I was creating a dataset this last week in which I had to partition the observed responses to show how the ANOVA model partitions the variability. I had the observed _Y _(in this case prices for 113 bottles of wine), and a categorical predictor X (the region of France that each bottle of wine came from). I was going to add three columns to this data, the first showing the marginal mean, the second showing the effect, and the third showing the residual. To create the variable indicating the effect, I essentially wanted to recode a particular region to a particular effect:
-
Bordeaux ==> 9.11
-
Burgundy ==> 4.20
-
Languedoc ==> –9.30
-
Rhone ==> –0.75
As I was considering how to do this, it struck me that several options were available to me.

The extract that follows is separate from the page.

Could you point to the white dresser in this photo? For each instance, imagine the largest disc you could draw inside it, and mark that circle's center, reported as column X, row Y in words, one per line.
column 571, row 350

Here are two solutions that come up when Googling how to do this.
Use the recode()
function from the car package.
library(car)
wine$Effect <- recode(wine$Region,
" 'Bordeaux' = 9.11;
'Bordeaux' = 4.20;
'Languedoc' = -9.30;
'Rhone' = -0.75 " )
This is a commonly suggested solution. The strings inside quotation marks, however, make it likely students (and teachers) will commit a syntax error. This is especially true when recoding a categorical variable into another categorical variable. R-wise (it’s a technical term) it also produces a factor, even though it is clear that the intent was to produce numerical values. This is of course, easily fixable using as.numeric(), but it can lead to confusion.
Another solution is to use indexing.
wine$Effect <- 9.11
wine$Effect[wine$Region == "Burgundy"] <- 4.20
wine$Effect[wine$Region == "Languedoc"] <- -9.30
wine$Effect[wine$Region == "Rhone"] <- -0.75
This solution is canonical in that it is clean and the R code is concise. (Note: This is what I ended up using to create this re-coded variable.) In my experience, however, this also means that students without a programming background don’t initially understand it. This alone makes it unattractive pedagogically.
A better solution pedagogically seems to be to create a new data frame of key-value pairs (in computer science this is called a hash table) and then use the join() function from the plyr package to `join' the original data frame and the new data frame.
key <- data.frame(
Region = c("Bordeaux", "Burgundy", "Languedoc", "Rhone"),
Effect = c(9.11, 4.20, -9.33, -0.75)
)
join(wine, key, by = Region)
For me this is a useful way to teach how to recode variables. It has a direct link to the Excel VLOOKUP function, and also to ideas of relational databases. It also allows more generalizability in terms of being able to merge data sets using a common variable.
R-wise, it is not difficult syntax, since almost every student has successfully used the data.frame() function to create a data frame. The join() function is also easily explained.